The present invention is not restricted to aqueous systems, but can also be applied to alcoholic systems, in which case nickel salts are not used as imaging material but nickel oxide particles.

The present invention is also not restricted to electrodes that are produced from a nickel slip system. It is also suitable for electrodes produced by powder compression (so-called “dry doctoring” systems). In this case the expanding agent, before introduction to the dry powder mixture, is covered with the imaging material, for example, in a preceding impregnation or mixing step or the like.

Practical examples of the present invention are further described below with reference to the accompanying drawing. In a schematic depiction not true to scale:

FIG. 1 shows a view of a gas transport pore in an electrode according to the invention;

FIG. 2 shows a view of a reaction pores in an electrode according to the invention;

FIG. 3 shows the impedance spectrum of the first variant of an electrode according to the invention as well as a reference electrode;

FIG. 4 shows a graphic view of the voltage differences in laboratory stacks between cells with electrodes according to the invention and cells with reference electrodes;

FIG. 5 shows a pore spectrum of an electrode according to the invention as well as a reference electrode;

FIG. 6 shows the impedance spectrum of a second electrode according to the invention with different amounts of electrolyte and a reference electrode with a standard amount of electrolyte.

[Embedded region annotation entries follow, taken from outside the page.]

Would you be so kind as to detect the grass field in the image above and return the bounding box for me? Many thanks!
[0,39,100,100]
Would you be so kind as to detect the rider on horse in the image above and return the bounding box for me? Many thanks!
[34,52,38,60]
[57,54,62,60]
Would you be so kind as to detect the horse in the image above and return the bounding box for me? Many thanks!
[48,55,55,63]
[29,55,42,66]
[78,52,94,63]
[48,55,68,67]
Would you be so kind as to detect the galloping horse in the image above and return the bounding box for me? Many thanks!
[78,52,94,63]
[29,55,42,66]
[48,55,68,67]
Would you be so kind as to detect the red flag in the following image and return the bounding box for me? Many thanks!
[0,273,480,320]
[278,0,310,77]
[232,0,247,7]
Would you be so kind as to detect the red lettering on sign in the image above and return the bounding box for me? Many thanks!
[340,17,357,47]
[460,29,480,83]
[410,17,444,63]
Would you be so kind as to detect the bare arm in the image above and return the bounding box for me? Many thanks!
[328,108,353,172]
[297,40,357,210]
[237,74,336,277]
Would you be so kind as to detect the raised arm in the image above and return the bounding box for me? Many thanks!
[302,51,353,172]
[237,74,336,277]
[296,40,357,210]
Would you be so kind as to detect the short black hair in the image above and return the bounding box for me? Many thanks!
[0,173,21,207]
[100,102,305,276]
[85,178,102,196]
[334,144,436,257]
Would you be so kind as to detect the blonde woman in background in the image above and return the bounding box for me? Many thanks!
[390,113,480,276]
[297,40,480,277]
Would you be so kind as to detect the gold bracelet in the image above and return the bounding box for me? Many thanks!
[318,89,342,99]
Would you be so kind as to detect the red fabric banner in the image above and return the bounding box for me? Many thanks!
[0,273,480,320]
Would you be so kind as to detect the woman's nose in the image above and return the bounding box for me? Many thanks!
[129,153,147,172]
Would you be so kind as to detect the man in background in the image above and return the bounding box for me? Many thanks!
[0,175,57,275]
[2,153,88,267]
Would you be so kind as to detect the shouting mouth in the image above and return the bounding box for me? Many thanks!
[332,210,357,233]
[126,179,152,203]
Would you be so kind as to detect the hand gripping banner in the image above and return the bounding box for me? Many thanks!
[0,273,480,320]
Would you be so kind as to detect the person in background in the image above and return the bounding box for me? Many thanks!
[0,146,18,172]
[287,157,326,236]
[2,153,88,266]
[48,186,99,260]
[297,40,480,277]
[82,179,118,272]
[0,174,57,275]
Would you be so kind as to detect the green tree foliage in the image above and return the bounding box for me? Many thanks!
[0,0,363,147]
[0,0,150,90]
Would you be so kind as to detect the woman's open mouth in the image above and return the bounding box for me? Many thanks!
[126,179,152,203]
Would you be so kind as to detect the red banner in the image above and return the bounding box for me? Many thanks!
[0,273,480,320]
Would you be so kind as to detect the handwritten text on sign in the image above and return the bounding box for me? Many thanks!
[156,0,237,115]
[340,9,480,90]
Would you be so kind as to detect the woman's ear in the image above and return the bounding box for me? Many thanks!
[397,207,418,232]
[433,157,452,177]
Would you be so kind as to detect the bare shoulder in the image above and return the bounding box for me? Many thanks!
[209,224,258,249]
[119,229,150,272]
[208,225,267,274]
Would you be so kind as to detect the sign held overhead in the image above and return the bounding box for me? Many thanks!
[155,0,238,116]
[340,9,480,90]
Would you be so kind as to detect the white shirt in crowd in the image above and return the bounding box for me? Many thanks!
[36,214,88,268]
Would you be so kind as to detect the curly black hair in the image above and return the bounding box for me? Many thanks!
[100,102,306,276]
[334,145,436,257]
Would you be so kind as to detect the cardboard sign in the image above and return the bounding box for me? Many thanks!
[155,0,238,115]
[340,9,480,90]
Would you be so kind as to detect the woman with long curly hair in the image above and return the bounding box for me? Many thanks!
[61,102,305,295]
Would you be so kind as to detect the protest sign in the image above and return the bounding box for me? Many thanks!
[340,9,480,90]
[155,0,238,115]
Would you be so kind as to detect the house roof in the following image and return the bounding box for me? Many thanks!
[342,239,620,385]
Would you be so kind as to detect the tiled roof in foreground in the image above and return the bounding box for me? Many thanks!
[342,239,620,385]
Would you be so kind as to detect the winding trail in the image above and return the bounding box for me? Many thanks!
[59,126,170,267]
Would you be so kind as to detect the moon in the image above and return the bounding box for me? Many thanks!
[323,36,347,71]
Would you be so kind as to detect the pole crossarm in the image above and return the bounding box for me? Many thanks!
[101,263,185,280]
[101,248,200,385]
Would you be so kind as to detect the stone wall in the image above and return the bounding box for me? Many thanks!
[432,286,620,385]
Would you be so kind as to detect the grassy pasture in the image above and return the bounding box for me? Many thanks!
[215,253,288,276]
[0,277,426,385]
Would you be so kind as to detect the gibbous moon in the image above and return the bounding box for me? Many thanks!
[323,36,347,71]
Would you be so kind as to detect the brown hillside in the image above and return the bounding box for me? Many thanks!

A practical example of an electrode according to the invention based on nickel can be prepared as follows:

In principle, all nickel powders known to one skilled in the art are suitable as starting material (first particle). Filament-like nickel powders are preferably used, for example, the nickel powders known under the designation Ni-210, Ni-240, Ni-255 or Ni-287.

A typical formula for an electrode with gas transport pores appears as follows:

Nickel powder (Ni-210 filament powder) 30-50 wt %
Expanding agent (fiber material, carbonized polyacrylonitrite, 5-10 wt %
diameter about 5 μm, length about 100 μm)
Imaging material nickel acetate tetrahydrate 3-15 wt %
Water                            10-20 wt %
Organic binder (moviol, glycerol, agitan) remainder

The fiber material and the nickel acetate tetrahydrate are intimately mixed with each other and the resulting mixture processed with the remaining components in known fashion to an electrode slip. The electrode slip is applied to a substrate, for example, an electrode substrate (nickel foam) and dried. The applied amount is determined by the desired nickel weight per unit surface. The resulting green compacts are processed in known fashion to a cathode for MCFC fuel cells. During startup of the fuel cells the organic binder and the pore forming material are burned off and the nickel of the nickel foam and the electrochemically active layer oxidized to nickel oxide. The nickel acetate tetrahydrate is converted to nickel oxide.

FIGS. 1 and 2 show as examples the structure of electrodes resulting from the described method. FIG. 1 shows an electrochemically active layer 10 with first particles, namely nickel oxide particles 11. An elongated cavity 12 is originally formed by the materials suitable as expanding agents (here fibers) and bounded by the second particles, namely ultrafine nickel oxide particles 13, and serves as gas transport pores. The first particles 11 are larger than the second particles. This type of structure forms, for example, with the aforementioned formula.

FIG. 2 shows in comparable fashion and electrochemically active layer 20 with (first) nickel oxide particles 11. Numerous spherical cavities 22 are bounded by ultrafine (second) nickel oxide particles 23 and serve as reaction pores. Production occurs according to the formula mentioned above, in which the aforementioned expanding agent is replaced by a expanding agent suitable for production of the reaction pores. It is conspicuous that the diameter of the cavity 22 is smaller than the cavity formed by the first nickel oxide particles 11, which represent the electrode framework. Such a structure cannot be produced with the method known in prior art.

The aforementioned formula can naturally simultaneously contain expanding agents both for production of gas transport pores and production of reaction pores. An electrochemically active layer with a bimodal structure/pore distribution then forms, i.e., pores of different size whose size and distribution can be actively and directly influenced in the electrochemically active layer by selection of the expanding agents material and their coating with the imaging material. The ratio of number of pores of different type can be controlled by the amount ratio of the employed expanding agents.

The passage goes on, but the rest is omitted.